Amazon SQS (S3) Integration Task (Beta)
This page describes how to create an Amazon SQS (S3) integration task that consumes S3 object creation events from an SQS queue and writes the corresponding object data into TiDB Cloud Lake.
This task is designed for S3 event-driven data ingestion. After an upstream system writes an object to S3, S3 sends an ObjectCreated event to SQS. TiDB Cloud Lake consumes the SQS message through AssumeRole and writes data into TiDB Cloud Lake based on the bucket and object key in the event.

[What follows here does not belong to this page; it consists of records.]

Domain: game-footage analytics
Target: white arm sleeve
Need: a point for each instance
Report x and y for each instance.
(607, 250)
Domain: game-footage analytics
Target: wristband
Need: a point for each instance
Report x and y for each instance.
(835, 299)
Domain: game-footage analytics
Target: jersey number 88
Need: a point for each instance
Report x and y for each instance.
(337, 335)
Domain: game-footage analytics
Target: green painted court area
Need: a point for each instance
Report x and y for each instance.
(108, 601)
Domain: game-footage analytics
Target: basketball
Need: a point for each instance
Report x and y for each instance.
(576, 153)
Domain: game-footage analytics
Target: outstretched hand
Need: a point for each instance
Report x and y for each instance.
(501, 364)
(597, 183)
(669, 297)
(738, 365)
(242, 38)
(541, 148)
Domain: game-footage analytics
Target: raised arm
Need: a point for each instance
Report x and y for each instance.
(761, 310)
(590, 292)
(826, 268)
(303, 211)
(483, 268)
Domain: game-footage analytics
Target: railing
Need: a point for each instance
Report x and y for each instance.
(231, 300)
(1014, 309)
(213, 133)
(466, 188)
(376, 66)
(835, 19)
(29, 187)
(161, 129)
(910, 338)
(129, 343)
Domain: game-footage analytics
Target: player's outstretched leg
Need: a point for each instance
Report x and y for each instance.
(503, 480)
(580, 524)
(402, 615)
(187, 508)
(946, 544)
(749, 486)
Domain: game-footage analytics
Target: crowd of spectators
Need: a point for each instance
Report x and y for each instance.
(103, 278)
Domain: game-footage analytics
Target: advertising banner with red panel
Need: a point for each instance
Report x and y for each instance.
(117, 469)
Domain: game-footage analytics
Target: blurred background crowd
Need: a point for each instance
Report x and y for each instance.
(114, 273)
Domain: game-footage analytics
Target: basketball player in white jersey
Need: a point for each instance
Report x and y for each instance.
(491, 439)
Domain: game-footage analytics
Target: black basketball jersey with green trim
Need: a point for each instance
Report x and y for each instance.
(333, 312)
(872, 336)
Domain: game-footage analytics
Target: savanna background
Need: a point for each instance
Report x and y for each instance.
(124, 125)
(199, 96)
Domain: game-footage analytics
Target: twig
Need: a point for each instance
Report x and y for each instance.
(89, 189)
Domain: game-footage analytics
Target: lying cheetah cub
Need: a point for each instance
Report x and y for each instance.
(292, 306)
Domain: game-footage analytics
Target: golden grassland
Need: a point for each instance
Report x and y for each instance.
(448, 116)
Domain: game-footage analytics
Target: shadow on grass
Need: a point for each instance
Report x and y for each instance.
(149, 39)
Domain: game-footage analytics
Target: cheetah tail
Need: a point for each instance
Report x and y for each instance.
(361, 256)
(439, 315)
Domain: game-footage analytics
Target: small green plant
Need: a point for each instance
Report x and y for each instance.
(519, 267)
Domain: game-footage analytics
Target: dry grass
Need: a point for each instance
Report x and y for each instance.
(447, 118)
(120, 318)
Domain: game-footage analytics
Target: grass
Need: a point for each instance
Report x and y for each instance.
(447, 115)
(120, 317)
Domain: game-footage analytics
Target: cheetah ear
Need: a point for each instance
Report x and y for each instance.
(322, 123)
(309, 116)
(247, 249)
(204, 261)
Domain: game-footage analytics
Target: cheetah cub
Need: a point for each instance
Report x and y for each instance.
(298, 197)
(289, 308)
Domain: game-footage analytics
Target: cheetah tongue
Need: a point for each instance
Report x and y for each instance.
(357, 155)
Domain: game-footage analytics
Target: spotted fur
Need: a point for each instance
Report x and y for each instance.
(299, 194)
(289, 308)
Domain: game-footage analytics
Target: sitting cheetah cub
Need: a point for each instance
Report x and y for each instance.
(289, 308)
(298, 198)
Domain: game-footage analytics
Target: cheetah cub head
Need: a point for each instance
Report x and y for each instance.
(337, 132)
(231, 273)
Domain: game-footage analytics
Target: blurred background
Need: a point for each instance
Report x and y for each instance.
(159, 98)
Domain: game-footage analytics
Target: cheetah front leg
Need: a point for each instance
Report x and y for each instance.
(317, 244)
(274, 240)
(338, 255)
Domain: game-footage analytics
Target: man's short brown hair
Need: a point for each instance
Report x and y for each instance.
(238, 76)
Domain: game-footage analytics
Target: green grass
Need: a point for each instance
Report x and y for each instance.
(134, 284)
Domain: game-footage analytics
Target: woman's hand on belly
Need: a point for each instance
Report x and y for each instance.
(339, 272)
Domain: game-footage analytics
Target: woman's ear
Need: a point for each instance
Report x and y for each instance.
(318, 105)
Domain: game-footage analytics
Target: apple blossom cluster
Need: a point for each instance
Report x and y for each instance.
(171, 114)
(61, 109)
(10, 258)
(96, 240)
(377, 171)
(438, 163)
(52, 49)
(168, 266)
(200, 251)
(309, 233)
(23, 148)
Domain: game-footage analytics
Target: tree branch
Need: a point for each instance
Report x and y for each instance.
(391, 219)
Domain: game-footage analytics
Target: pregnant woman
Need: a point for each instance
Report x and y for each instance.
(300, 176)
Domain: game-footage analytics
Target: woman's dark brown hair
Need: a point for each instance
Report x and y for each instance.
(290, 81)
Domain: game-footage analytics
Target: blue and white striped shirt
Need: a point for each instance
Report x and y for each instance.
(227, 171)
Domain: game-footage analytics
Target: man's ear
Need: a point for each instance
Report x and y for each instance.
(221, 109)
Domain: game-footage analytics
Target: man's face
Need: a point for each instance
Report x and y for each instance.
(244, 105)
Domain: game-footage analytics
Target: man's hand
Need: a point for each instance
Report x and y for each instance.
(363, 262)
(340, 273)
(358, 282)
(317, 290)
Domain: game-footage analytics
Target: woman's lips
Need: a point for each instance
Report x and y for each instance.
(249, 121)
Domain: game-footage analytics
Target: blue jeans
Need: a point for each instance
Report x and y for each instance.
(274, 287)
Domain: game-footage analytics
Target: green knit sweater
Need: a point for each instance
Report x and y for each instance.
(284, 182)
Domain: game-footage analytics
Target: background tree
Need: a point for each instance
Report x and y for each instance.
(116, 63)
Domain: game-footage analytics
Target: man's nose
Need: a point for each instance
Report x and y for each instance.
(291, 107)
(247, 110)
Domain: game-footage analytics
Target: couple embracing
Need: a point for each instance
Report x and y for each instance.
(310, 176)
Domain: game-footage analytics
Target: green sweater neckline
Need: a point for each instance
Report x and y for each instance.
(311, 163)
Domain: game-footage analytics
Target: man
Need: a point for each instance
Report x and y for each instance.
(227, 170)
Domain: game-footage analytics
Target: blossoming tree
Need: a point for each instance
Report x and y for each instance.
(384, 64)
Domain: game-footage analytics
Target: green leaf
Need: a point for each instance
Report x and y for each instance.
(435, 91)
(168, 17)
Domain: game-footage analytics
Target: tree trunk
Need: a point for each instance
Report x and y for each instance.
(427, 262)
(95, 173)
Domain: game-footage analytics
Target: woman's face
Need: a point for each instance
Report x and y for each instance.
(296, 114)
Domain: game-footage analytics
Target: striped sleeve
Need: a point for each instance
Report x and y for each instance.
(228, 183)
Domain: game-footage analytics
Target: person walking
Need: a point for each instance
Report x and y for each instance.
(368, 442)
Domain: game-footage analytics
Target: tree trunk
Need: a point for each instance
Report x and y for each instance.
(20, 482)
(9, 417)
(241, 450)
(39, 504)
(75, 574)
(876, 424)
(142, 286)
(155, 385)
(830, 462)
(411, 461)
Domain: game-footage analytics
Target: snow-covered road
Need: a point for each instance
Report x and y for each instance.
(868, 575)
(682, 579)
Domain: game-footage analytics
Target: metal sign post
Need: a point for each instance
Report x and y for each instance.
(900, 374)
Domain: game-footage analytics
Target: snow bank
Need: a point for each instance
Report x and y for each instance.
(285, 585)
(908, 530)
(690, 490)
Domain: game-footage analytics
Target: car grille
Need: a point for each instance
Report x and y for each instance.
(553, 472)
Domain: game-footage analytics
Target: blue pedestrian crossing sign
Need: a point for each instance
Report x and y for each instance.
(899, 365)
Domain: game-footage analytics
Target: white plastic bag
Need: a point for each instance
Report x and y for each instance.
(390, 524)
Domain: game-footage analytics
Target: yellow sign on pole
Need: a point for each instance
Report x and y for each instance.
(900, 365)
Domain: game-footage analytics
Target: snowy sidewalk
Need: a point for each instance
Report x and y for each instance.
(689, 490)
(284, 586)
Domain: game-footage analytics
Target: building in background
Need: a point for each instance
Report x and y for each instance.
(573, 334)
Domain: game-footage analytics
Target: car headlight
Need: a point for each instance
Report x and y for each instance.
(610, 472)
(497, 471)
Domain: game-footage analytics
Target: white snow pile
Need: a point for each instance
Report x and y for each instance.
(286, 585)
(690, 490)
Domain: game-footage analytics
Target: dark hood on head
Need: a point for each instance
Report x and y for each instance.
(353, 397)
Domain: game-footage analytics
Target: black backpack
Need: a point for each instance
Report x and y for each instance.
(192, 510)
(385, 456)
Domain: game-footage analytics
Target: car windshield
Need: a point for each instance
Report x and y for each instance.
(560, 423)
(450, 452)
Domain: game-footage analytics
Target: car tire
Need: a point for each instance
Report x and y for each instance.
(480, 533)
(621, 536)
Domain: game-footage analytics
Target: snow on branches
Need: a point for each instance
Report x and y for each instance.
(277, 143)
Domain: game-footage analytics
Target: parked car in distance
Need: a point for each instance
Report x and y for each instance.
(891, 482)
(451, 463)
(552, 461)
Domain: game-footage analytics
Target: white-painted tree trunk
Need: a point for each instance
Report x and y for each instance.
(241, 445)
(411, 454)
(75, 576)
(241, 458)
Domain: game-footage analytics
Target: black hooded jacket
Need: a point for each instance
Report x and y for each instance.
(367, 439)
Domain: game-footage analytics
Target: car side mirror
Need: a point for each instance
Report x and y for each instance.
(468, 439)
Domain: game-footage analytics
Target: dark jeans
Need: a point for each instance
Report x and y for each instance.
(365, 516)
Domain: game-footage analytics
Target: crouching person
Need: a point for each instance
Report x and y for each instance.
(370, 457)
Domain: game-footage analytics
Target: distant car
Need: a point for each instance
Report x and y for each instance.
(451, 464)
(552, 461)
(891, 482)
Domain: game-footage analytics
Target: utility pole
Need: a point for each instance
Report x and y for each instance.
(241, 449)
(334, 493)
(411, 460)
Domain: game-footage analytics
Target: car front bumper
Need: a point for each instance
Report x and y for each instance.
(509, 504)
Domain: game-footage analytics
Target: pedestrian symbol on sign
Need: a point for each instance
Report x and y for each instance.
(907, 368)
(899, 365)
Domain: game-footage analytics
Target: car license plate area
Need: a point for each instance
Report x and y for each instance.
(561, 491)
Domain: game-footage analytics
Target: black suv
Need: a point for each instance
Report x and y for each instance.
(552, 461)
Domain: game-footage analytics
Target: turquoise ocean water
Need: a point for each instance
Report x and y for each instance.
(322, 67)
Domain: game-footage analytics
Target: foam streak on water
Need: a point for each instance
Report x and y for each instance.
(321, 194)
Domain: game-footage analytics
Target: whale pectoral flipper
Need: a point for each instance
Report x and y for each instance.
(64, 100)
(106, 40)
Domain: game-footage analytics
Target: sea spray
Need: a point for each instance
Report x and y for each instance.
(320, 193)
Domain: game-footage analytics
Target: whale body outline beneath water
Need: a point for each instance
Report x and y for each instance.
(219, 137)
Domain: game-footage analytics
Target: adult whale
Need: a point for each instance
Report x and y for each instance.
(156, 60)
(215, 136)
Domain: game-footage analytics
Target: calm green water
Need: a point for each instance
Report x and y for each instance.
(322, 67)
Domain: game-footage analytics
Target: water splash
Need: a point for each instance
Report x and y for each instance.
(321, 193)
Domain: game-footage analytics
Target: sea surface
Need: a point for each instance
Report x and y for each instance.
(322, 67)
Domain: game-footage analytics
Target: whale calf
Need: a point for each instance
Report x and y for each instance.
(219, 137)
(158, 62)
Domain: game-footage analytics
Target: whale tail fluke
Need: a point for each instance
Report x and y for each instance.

If you need to create reusable SQS (S3) connection settings first, see Amazon SQS (S3) - IAM Role (Beta).
Use Cases
- Automatically ingest newly written S3 objects based on S3
ObjectCreatedevents - Use S3 event notifications to drive data ingestion and reduce latency after new files arrive
- Avoid relying only on polling an S3 path to discover new files
Workflow
- An upstream system writes an object to an S3 bucket.
- S3 Event Notification sends the
ObjectCreatedevent to an SQS standard queue. - TiDB Cloud Lake reads messages from the SQS queue through the IAM Role configured by the user.
- The task parses the S3 event records in the message.
- The task writes data into the TiDB Cloud Lake target table based on the bucket, object key, and file format in the S3 event records.
- After the write succeeds, the task deletes the processed SQS message from the queue.
Prerequisites
Before creating an SQS (S3) integration task, make sure:
- An Amazon SQS (S3) - IAM Role data source has already been created
- The S3 bucket has been configured with
ObjectCreatedevent notification and sends events to the target SQS queue - The SQS queue policy allows Amazon S3 to call
sqs:SendMessage - The user IAM Role allows TiDB Cloud Lake platform roles to access it through
sts:AssumeRole - The user IAM Role has permissions to read the target S3 objects and consume the target SQS queue
- The SQS queue contains messages in the standard S3 Event Notification format
- The bucket, prefix, and suffix in the S3 notification match the data source configuration
Creating an SQS (S3) Integration Task
Step 1: Basic Info
Navigate to Data > Data Integration and click Create Task.
Select an SQS (S3) data source, then configure the basic parameters:
Step 2: Preview Data
After completing the basic settings, click Next to preview the source data.
The preview result is the same as an Amazon S3 Integration Task. The system locates the corresponding S3 objects based on the SQS (S3) configuration, reads file content, and displays:
- Sample data with column names and data types
- The matched S3 object list and object sizes
Step 3: Set Target Table
Configure the target location in TiDB Cloud Lake:
The system infers column names and data types from the previewed S3 object content. Before continuing, you can review and edit the target table schema. If writing to an existing table, select the target table and verify the column mapping.
Click Create to create the integration task.
Task Behavior
An SQS (S3) integration task is a continuously running task. After it starts, it periodically reads messages from the SQS queue and writes data into the target table until it is manually stopped.
Difference from Amazon S3 Integration Task
If your goal is to periodically scan an S3 path and import file content, use an Amazon S3 Integration Task. If your goal is to trigger ingestion based on S3 ObjectCreated events, use an Amazon SQS (S3) Integration Task.